Applied Machine Learning – things you need to know

Một số lưu ý khi áp dụng Machine Learning để giải quyết các vấn đề cụ thể:

Always use train_test_split or similar

GridSearchCV (built-in cross validation)

HDF need to be shrunk after write/update –>

ptrepack –chunkshape=auto –propindexes –complevel=9 –complib=blosc data_in.h5 data_out.h5

Use Keras optimizer instead of tensorflow itself (so that it can be saved later as part of the model)

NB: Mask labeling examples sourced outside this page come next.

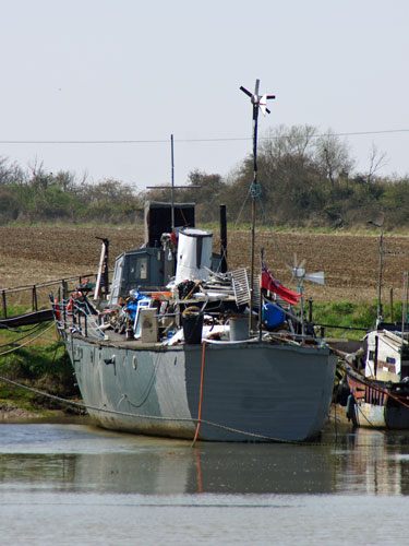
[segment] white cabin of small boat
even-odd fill
[[[373,330],[366,336],[365,377],[380,381],[402,381],[409,377],[409,332]]]

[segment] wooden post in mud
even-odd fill
[[[394,288],[389,286],[389,298],[390,298],[390,322],[394,322]]]

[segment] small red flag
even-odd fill
[[[279,281],[274,278],[264,262],[262,262],[261,288],[274,292],[274,294],[277,294],[281,299],[293,306],[299,304],[299,299],[301,298],[301,294],[286,288]]]

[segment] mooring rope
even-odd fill
[[[41,332],[38,335],[35,335],[34,337],[31,337],[26,342],[21,343],[17,347],[10,348],[9,351],[3,351],[2,353],[0,353],[0,356],[9,355],[10,353],[15,353],[20,348],[25,347],[26,345],[29,345],[35,340],[38,340],[38,337],[41,337],[41,335],[44,335],[46,332],[48,332],[48,330],[51,330],[51,328],[53,328],[53,325],[55,325],[55,323],[52,322],[48,328],[41,330]],[[57,342],[57,340],[56,340],[56,342]],[[11,343],[13,343],[13,342],[11,342]],[[10,345],[11,345],[11,343],[10,343]]]

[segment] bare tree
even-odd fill
[[[376,144],[372,143],[370,151],[370,166],[365,175],[368,186],[373,182],[376,173],[387,165],[387,155],[385,152],[380,152]]]
[[[348,175],[356,166],[356,161],[350,156],[347,142],[330,130],[316,139],[315,154],[318,165],[332,186],[334,186],[336,177],[341,173]]]

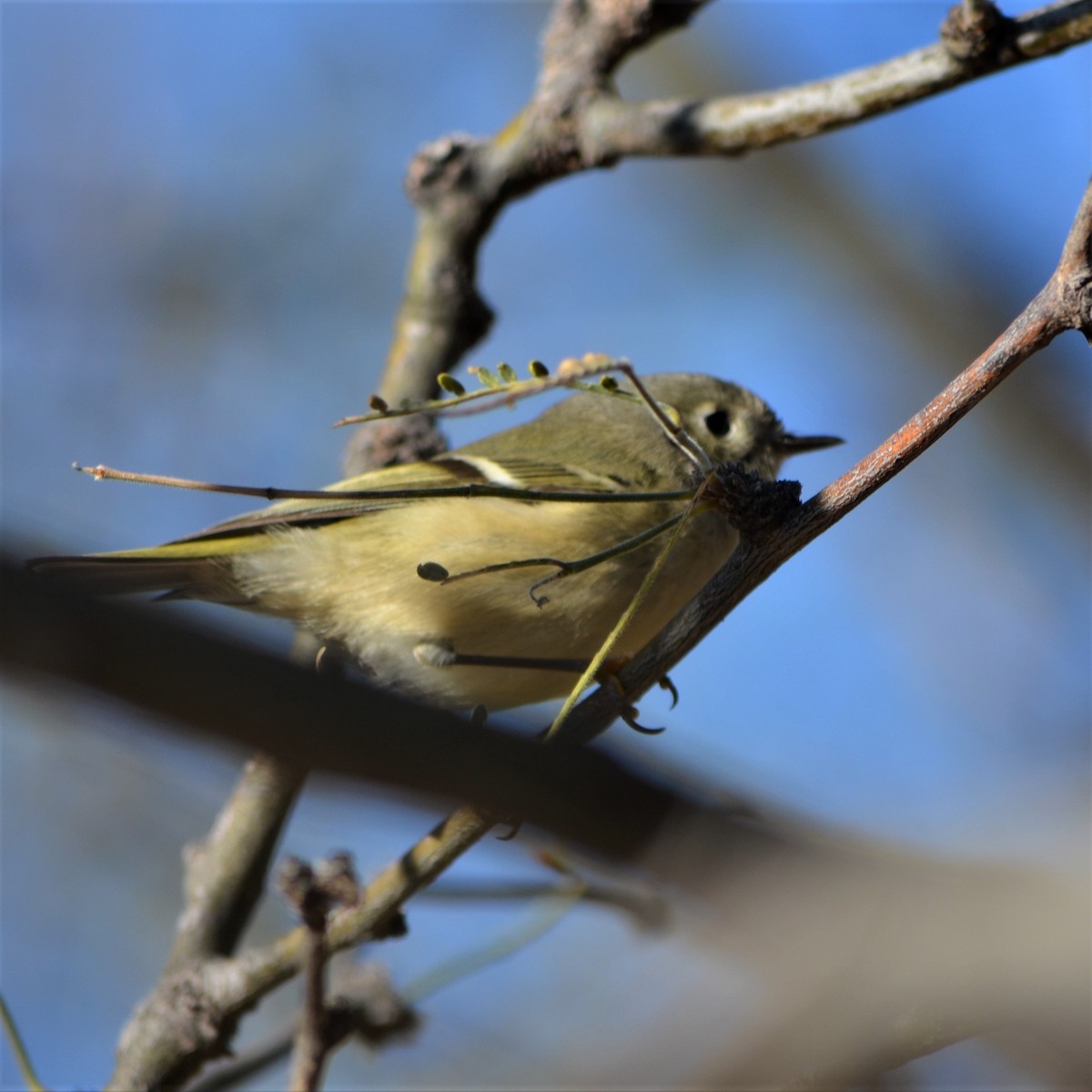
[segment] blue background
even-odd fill
[[[546,11],[7,5],[9,548],[144,545],[247,507],[96,484],[73,460],[336,478],[345,437],[329,425],[364,408],[400,296],[405,165],[426,140],[515,112]],[[620,84],[641,98],[817,79],[934,40],[943,11],[716,4]],[[1089,175],[1089,74],[1085,47],[805,144],[551,186],[486,241],[498,321],[468,363],[594,349],[743,382],[791,428],[846,437],[791,464],[810,495],[1048,276]],[[674,673],[677,710],[650,696],[642,720],[664,736],[616,727],[609,744],[940,853],[1087,863],[1089,407],[1088,351],[1070,334],[736,610]],[[463,442],[513,419],[450,431]],[[177,609],[287,644],[272,624]],[[178,850],[207,829],[239,756],[82,692],[9,687],[2,701],[3,989],[47,1084],[99,1084],[161,969]],[[368,874],[435,818],[319,782],[285,848],[345,846]],[[541,877],[529,841],[485,844],[456,875]],[[410,938],[377,954],[404,984],[529,914],[422,901]],[[254,936],[287,923],[268,906]],[[343,1052],[331,1085],[655,1084],[745,1018],[747,987],[677,937],[578,909],[430,998],[412,1048]],[[282,993],[290,1010],[295,986]],[[703,1019],[679,1019],[688,1007]],[[949,1087],[1022,1080],[973,1044],[914,1068]],[[0,1083],[17,1083],[5,1048]]]

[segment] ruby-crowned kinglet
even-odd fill
[[[841,442],[786,432],[757,395],[710,376],[649,376],[643,383],[657,402],[674,407],[714,463],[741,463],[763,478],[772,479],[791,454]],[[693,463],[646,405],[578,392],[526,425],[330,489],[484,483],[618,494],[680,490],[695,482]],[[166,590],[288,618],[347,652],[383,685],[453,708],[505,709],[568,693],[578,677],[574,665],[598,651],[666,535],[539,592],[532,591],[536,581],[557,572],[547,560],[447,583],[435,578],[531,558],[580,560],[685,507],[679,499],[289,500],[165,546],[43,558],[34,567],[71,574],[100,592]],[[715,509],[693,514],[613,655],[625,657],[646,644],[738,539]]]

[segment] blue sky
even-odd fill
[[[336,478],[343,437],[329,425],[375,387],[400,294],[405,164],[426,140],[489,132],[518,109],[545,12],[5,7],[9,548],[143,545],[238,507],[92,483],[73,460],[261,485]],[[700,96],[815,79],[928,43],[942,14],[926,2],[714,4],[620,84]],[[791,428],[846,438],[790,466],[809,495],[924,405],[1049,274],[1089,176],[1089,74],[1085,47],[806,145],[625,163],[534,194],[486,242],[498,320],[467,363],[595,349],[743,382]],[[681,665],[677,710],[646,700],[663,737],[615,728],[609,744],[939,852],[1044,864],[1079,852],[1087,357],[1070,335],[1025,365]],[[463,442],[512,419],[451,434]],[[276,626],[192,609],[286,643]],[[237,759],[84,695],[3,701],[4,990],[47,1083],[96,1084],[158,971],[178,846],[207,827]],[[314,786],[286,848],[347,845],[373,870],[435,817],[361,795]],[[519,845],[486,845],[464,866],[483,873],[534,866]],[[285,921],[268,915],[266,929]],[[423,905],[411,940],[382,957],[408,976],[515,916]],[[590,960],[603,961],[593,983]],[[521,1079],[560,1080],[551,1042],[609,1011],[612,1049],[711,988],[695,964],[669,938],[579,911],[439,995],[418,1044],[376,1058],[368,1079],[413,1085],[443,1066],[456,1087],[483,1072],[503,1084],[509,1063],[475,1068],[483,1037],[499,1034]],[[668,970],[661,1004],[638,1004],[633,982]],[[543,1011],[548,1029],[529,1018]],[[973,1052],[946,1064],[989,1073]],[[0,1078],[15,1080],[3,1051]]]

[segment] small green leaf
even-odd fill
[[[448,570],[437,561],[423,561],[417,566],[417,575],[420,577],[422,580],[430,580],[434,584],[439,584],[447,580],[451,573],[449,573]]]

model.compile(optimizer=tf.keras.optimizers.Adam(lr=0.001), instead of:
model.compile(optimizer=tf.train.AdamOptimizer()

For binary classification: keras.layers.Dense(1, activation=tf.nn.sigmoid)

Except accuracy metric, other metrics like f1, recall, roc_auc when used then labels should be binarized:

from sklearn.preprocessing import LabelBinarizer
lb = LabelBinarizer()
train_labels = lb.fit_transform(train_labels)
test_labels = lb.fit_transform(test_labels)

Let GridSearchCV decided the train-validation data
in Keras: validation_split=0, validation_data=None

GridSearchCV evaluation:

#Training
clf = KerasClassifier(build_fn=get_model)
param_grid = dict(batch_size=batch_size, epochs=epochs)
validator = GridSearchCV(estimator=clf, param_grid=param_grid, scoring=scoring, refit=refit_scorer, cv=cv)
grid_result = validator.fit(train_images, train_labels, validation_split=0, validation_data=None)

#Evaluation
best_estimator = grid_result.best_estimator_
final_model = “final_model_” + datetime.datetime.now().strftime(“%Y-%m-%d-%H-%M”) + refit_scorer + “.h5”
best_estimator.model.save(final_model)
print(“Accuracy Score (test_data): “, best_estimator.score(test_images, test_labels))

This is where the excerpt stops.